After Obama-McCain forum, Rick Warren sermon focuses on character
The pastor of Saddleback Church in Orange County urged his audience to judge the presidential candidates not just on the issues, but also on their personal virtues.
The morning after Pastor Rick Warren interviewed both major presidential candidates at his evangelical church in Orange County, he delivered a Sunday sermon urging his congregation to judge Sens. Barack Obama and John McCain on how their characters would affect their decisions as leaders.
"Don't just look at issues, look at character," Warren said to a crowd of nearly 3,000 during one of two morning sermons at Saddleback Church in Lake Forest. "Look at the candidate and say, 'Does he live with integrity, service with humility, share with generosity, or not?' "
Dressed in his usual bluejeans, Warren delivered the sermon titled "The Kind of Leadership America Needs" using Bible passages about faith and compassion. He did not speak of the differing views expressed by Obama and McCain when they appeared on the same stage Saturday, saying simply that "they were very different in personality, in philosophy, in direction, in goals and in vision, and there's nothing wrong with that."

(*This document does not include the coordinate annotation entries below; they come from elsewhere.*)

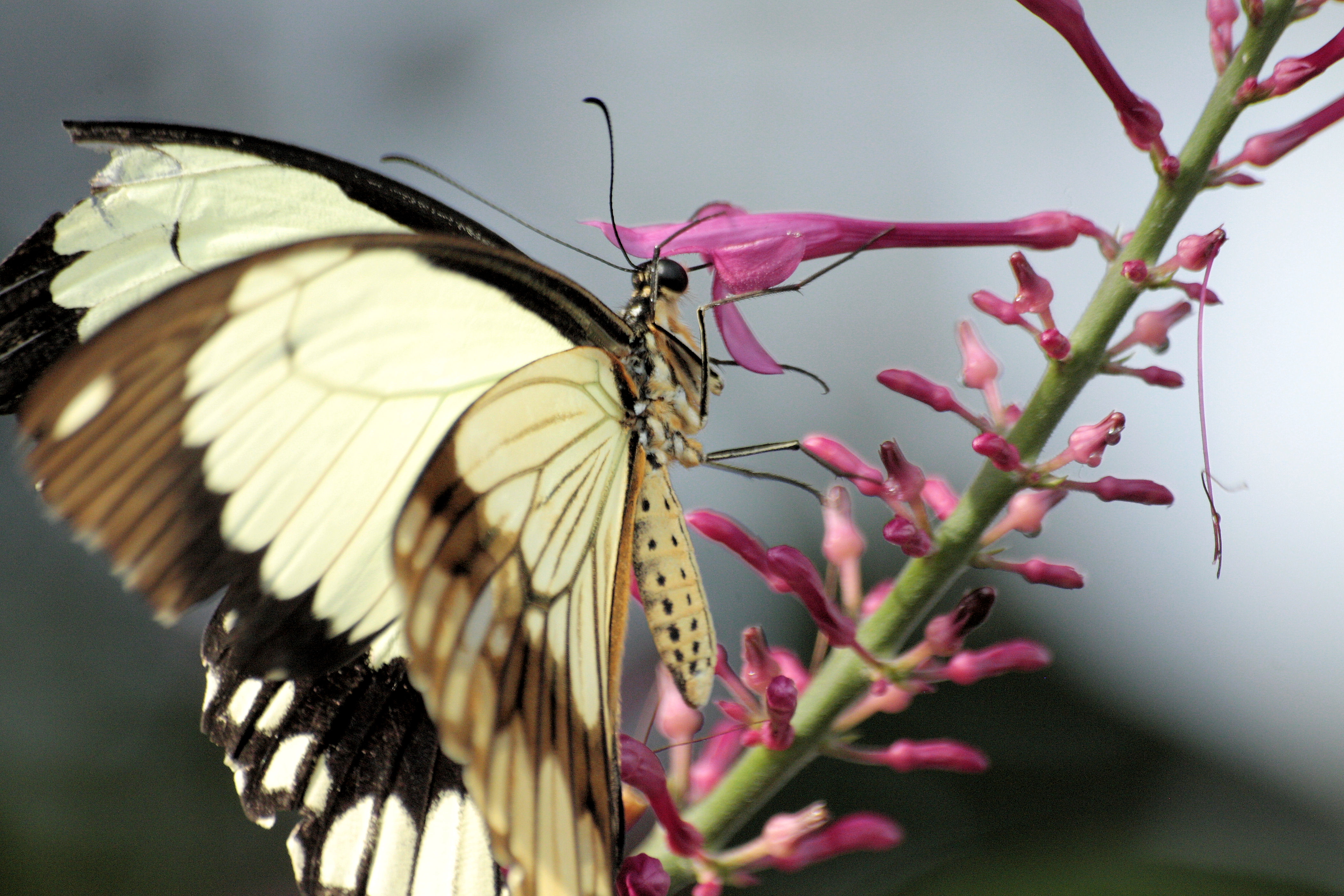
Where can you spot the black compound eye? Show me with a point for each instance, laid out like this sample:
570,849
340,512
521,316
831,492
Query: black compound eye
673,277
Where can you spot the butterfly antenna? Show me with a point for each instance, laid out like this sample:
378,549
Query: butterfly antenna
429,170
611,186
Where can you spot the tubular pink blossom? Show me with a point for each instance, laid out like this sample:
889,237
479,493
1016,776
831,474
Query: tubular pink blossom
643,875
905,480
908,537
1221,14
794,567
1088,443
758,667
1141,121
863,831
1000,452
674,719
1268,148
842,461
642,770
842,542
737,538
1042,573
1195,252
945,633
1056,344
970,667
913,386
1108,488
940,496
721,750
1034,292
939,756
979,369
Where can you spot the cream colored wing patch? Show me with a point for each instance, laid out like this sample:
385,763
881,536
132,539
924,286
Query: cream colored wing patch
671,589
513,555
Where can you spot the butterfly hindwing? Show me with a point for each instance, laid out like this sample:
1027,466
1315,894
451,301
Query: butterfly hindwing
382,811
514,550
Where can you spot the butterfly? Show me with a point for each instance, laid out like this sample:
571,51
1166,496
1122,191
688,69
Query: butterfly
421,469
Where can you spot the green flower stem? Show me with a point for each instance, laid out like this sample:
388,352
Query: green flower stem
843,679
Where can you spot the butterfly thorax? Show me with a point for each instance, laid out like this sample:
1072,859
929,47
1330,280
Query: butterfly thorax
667,414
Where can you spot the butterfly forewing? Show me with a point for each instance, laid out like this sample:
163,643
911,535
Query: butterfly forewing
514,553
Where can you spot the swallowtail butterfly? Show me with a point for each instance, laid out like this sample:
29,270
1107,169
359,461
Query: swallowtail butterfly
420,467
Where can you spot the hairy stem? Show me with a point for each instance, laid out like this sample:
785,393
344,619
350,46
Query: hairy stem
760,773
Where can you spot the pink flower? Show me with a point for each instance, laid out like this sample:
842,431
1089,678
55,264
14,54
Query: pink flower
1034,292
755,252
1268,148
642,770
737,538
1088,443
1000,452
1141,121
1221,14
721,750
970,667
1108,488
940,496
842,461
862,831
643,875
939,756
945,633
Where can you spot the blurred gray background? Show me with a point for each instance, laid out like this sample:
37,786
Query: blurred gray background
1190,722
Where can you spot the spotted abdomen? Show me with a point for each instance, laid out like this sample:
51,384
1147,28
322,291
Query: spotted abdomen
670,583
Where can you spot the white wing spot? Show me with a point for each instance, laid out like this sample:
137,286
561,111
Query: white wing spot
283,769
85,406
345,845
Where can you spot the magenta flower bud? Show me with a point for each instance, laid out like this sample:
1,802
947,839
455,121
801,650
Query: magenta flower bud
1195,252
1151,327
1268,148
940,496
842,540
737,538
970,667
913,386
995,307
781,700
979,369
1056,344
640,769
1000,452
721,750
1027,511
794,567
1221,14
1135,270
1160,377
1108,488
643,875
1034,292
877,594
758,667
939,756
842,461
792,667
945,633
1088,443
675,721
863,831
1042,573
905,479
1143,125
908,537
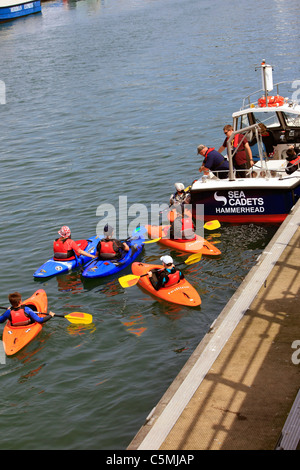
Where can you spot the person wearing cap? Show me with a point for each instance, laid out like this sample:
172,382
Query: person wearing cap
65,248
242,158
166,277
213,161
108,247
181,224
180,196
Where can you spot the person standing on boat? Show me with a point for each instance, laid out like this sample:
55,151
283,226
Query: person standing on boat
293,160
166,277
65,248
181,224
108,247
213,161
180,196
242,158
21,315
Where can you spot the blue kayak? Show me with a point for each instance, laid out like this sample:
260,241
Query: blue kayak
101,268
53,267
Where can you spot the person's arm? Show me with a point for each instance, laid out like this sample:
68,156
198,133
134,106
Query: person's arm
35,317
204,169
249,153
5,316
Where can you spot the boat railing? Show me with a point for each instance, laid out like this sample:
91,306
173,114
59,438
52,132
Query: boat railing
248,101
230,154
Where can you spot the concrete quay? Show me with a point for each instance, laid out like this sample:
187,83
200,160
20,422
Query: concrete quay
239,390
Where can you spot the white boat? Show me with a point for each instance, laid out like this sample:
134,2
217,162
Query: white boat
268,193
12,9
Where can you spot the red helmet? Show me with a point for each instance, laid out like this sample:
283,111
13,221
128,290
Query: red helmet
65,232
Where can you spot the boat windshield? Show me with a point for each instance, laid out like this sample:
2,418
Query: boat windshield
292,120
270,119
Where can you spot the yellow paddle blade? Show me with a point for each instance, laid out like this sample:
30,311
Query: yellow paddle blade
152,241
129,280
193,258
79,318
212,225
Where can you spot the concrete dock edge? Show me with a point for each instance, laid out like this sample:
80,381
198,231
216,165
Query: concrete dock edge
159,430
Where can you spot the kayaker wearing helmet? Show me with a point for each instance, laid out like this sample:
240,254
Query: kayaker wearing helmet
64,247
108,247
166,277
21,315
180,196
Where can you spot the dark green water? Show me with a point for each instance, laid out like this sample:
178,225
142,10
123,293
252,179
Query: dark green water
107,99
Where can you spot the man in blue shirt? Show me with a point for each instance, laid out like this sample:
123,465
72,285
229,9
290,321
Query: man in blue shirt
213,161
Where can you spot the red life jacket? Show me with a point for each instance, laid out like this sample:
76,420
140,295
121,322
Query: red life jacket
107,249
18,317
208,151
107,246
187,223
60,248
293,165
174,278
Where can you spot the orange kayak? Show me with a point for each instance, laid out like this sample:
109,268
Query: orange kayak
16,337
198,245
182,293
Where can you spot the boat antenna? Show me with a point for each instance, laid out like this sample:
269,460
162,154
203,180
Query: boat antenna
267,78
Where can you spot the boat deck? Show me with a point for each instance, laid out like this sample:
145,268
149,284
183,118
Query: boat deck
240,388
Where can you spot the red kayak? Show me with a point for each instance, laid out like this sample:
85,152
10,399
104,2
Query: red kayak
197,245
16,337
182,293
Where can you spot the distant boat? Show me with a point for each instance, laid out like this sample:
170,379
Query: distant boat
12,9
268,195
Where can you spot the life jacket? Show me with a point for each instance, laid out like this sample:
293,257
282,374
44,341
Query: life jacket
293,165
19,317
61,252
208,151
107,249
173,278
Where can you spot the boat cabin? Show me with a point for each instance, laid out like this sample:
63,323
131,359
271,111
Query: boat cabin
281,118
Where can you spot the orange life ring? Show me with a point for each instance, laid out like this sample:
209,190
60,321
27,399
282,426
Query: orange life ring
273,101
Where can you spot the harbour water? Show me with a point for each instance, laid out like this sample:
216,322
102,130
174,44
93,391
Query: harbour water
106,99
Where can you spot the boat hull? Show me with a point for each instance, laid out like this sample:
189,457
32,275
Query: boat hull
182,293
16,10
17,337
247,205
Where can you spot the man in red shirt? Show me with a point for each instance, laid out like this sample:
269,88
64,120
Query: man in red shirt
242,159
64,247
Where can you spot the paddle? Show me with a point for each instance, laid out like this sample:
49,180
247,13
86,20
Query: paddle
131,279
74,317
211,225
152,241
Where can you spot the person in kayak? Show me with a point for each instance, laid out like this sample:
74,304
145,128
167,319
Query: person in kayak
20,315
65,248
213,161
109,247
180,196
166,277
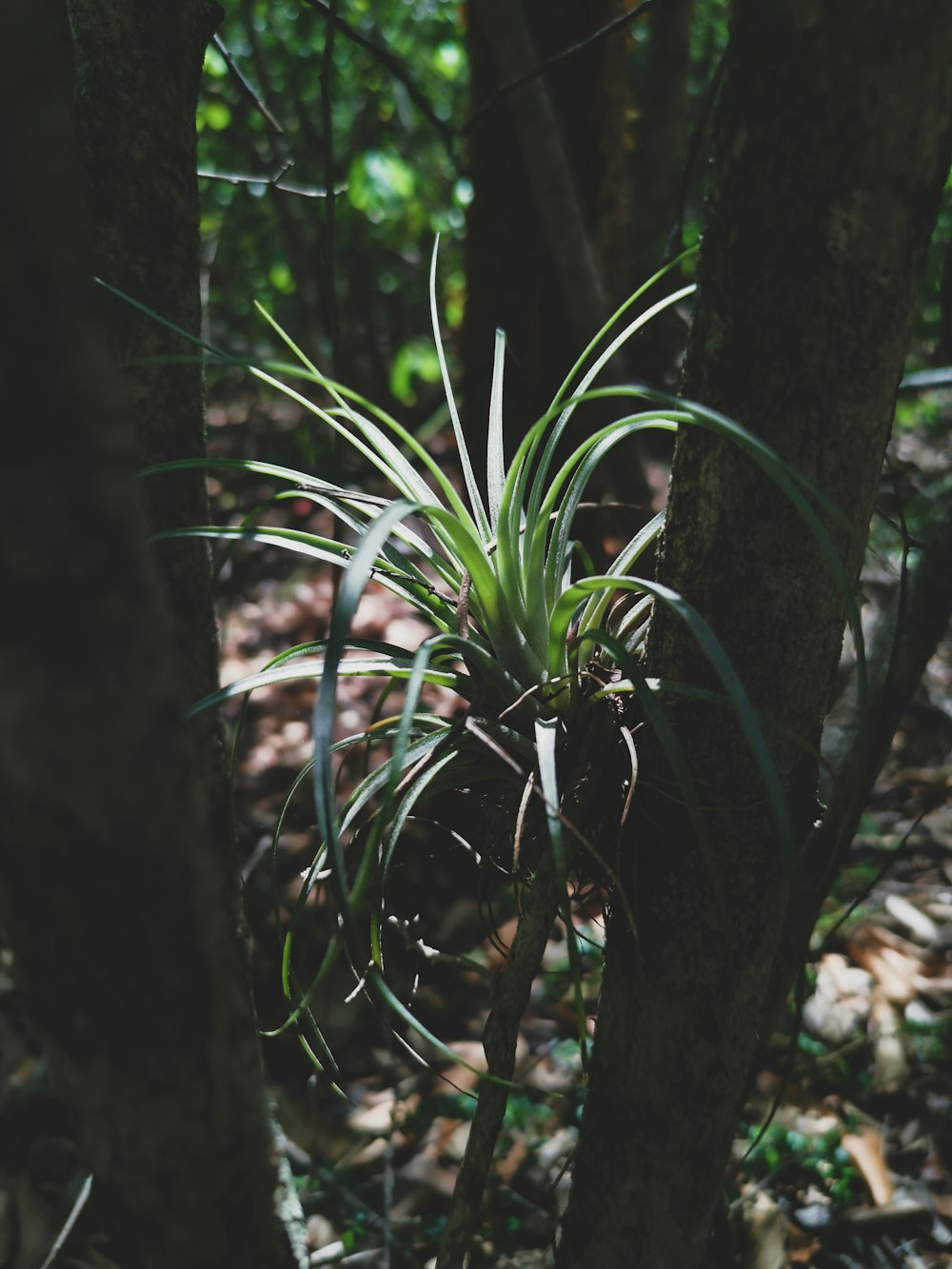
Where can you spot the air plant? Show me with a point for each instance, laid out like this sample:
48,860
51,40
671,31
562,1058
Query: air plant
527,644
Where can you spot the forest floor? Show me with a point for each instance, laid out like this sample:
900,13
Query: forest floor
856,1165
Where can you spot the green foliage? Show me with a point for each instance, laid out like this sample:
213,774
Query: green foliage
398,176
818,1158
527,644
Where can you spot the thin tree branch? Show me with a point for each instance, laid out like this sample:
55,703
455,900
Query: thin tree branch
247,88
550,62
276,182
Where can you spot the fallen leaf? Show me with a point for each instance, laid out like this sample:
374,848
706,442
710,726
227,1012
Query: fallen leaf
864,1147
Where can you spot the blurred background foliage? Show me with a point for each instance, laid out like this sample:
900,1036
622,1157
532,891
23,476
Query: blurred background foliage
404,119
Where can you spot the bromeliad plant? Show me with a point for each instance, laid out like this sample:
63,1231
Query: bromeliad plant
528,644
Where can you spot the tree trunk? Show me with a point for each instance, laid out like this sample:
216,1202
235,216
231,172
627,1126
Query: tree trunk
137,69
832,144
110,884
550,199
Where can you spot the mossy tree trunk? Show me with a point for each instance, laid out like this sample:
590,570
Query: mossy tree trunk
116,882
833,137
136,85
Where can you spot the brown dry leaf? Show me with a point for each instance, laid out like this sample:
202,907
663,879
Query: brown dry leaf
864,1147
890,1058
894,962
841,1001
912,918
765,1248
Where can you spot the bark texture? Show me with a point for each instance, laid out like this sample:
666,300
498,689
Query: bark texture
832,144
110,892
136,85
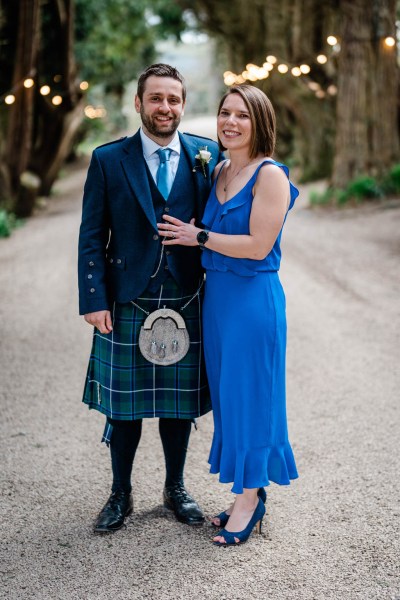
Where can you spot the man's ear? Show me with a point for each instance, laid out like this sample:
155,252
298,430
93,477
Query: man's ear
137,103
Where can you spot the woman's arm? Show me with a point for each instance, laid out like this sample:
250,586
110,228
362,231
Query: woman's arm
270,204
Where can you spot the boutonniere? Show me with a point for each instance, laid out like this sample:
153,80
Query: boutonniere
204,157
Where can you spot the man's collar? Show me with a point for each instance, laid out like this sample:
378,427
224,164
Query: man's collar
150,146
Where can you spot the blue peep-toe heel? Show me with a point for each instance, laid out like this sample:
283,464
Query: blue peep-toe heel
224,517
243,536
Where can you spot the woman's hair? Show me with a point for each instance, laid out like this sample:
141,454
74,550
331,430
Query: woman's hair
160,70
262,117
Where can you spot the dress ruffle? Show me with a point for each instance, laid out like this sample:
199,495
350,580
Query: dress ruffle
253,467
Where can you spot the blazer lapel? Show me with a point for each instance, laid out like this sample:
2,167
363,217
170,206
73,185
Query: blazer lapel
134,166
201,183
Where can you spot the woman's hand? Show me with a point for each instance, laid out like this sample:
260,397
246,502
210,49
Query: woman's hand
177,232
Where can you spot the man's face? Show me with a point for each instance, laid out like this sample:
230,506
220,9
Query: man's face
161,108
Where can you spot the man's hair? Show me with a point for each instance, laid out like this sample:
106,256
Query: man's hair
160,70
262,117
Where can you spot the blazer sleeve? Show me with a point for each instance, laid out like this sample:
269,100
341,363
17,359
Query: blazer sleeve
93,239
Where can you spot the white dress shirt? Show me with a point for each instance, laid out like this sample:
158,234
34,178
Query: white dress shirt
153,160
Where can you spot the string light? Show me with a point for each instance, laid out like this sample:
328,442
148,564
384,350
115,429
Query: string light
28,82
282,68
389,41
305,69
95,113
332,40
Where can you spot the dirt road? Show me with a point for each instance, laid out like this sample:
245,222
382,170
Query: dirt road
333,534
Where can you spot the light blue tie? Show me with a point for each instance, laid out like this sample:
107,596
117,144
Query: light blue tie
164,173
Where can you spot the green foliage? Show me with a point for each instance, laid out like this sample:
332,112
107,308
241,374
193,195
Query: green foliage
361,189
8,222
391,183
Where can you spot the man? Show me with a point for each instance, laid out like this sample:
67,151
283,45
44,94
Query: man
125,274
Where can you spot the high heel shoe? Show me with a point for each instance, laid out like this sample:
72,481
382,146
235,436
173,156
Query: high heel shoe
224,517
243,536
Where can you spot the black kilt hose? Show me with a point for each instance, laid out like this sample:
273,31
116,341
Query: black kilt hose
123,385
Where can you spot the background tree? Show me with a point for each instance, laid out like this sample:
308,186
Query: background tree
54,41
367,129
364,72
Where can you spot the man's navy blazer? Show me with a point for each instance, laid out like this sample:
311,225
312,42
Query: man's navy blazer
118,241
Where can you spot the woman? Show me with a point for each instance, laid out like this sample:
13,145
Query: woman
244,309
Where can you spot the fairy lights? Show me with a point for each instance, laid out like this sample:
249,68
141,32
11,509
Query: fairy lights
28,82
56,100
389,41
302,71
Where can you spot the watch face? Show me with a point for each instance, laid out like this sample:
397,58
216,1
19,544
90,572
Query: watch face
202,237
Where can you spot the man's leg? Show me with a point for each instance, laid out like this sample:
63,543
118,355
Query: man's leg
124,441
175,435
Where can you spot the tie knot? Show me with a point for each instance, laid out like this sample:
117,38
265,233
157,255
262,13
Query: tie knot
164,154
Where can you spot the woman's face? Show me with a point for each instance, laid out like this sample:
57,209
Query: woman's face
234,124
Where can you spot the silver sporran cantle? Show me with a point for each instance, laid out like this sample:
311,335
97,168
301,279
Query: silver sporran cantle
164,339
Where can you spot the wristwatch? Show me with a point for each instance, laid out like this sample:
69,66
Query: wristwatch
202,237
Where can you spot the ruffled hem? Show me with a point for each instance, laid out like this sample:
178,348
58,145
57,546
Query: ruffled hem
253,468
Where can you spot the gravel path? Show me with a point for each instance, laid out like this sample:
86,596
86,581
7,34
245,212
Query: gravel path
333,534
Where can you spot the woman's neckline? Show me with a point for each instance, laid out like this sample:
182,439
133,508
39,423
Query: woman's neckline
245,185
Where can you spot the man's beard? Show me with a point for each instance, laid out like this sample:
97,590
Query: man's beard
152,127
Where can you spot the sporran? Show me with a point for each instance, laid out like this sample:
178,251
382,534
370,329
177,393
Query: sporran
164,339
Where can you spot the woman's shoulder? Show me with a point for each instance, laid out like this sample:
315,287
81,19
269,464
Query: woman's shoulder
268,169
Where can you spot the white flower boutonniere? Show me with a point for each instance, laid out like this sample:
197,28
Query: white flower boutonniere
204,157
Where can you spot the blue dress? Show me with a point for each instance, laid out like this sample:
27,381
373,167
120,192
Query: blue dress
244,325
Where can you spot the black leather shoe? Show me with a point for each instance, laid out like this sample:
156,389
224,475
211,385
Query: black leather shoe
186,509
112,515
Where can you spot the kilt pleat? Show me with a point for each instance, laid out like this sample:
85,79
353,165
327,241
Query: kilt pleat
122,384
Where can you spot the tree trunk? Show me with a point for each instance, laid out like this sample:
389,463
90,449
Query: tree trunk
19,135
56,126
367,137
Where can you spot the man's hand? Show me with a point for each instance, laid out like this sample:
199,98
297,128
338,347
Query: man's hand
100,319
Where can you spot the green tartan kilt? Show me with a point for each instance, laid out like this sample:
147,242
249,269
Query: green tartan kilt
122,384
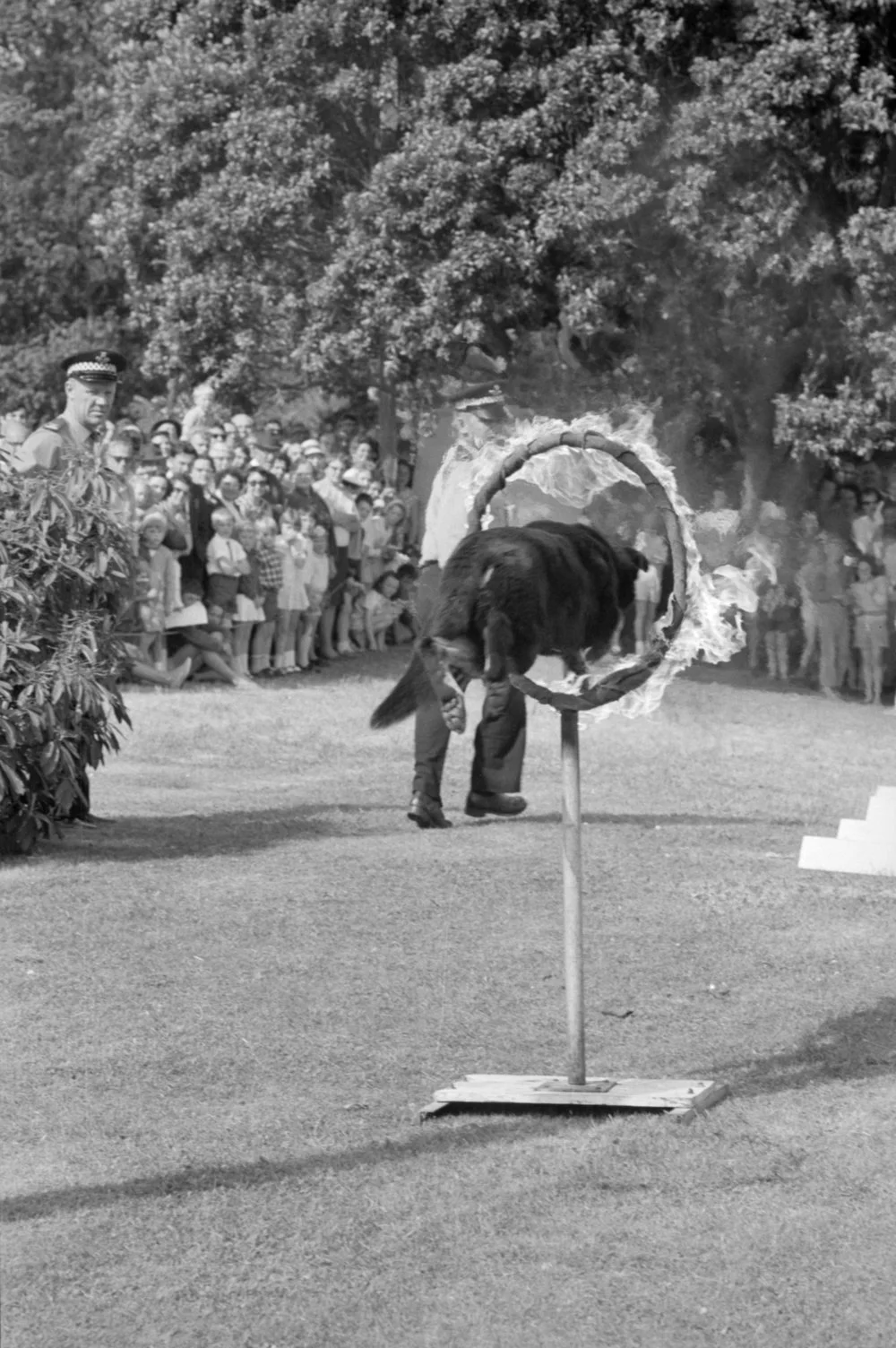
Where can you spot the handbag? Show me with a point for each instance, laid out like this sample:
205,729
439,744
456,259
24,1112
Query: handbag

Some who attended the Sunday services said Warren's nationally televised conversations with the contenders offered a glimpse of the candidates' qualities.
"It was a powerful forum in that we were exposed to the soul of who these two men were," said Jim Christensen, 54, of Rancho Santa Margarita. "Before this, I only got what pundits wanted us to hear. Issues of character, issues of value, you don't usually hear those types of things."
Christensen said he was glad that Warren asked difficult questions, such as inquiring about each candidate's greatest moral failure. "It gave us a chance to compare and contrast how they could handle things in different situations," he said.
Christensen, a registered Republican, said that before Saturday's forum, he wasn't sure who he would vote for. He said he was drawn to McCain's answer that a baby gets human rights at the moment of conception.
The forum, which took place inside the country's fourth largest church, highlighted once again the prominence of religion in politics.
Warren told his congregation that someone had asked if there was any kind of president he would not vote for.
"I could not vote for an atheist because an atheist says, 'I don't need God,' " Warren said. "They're saying, 'I'm totally self-sufficient by [myself].' And nobody is self-sufficient to be president by themselves. It's too big a job."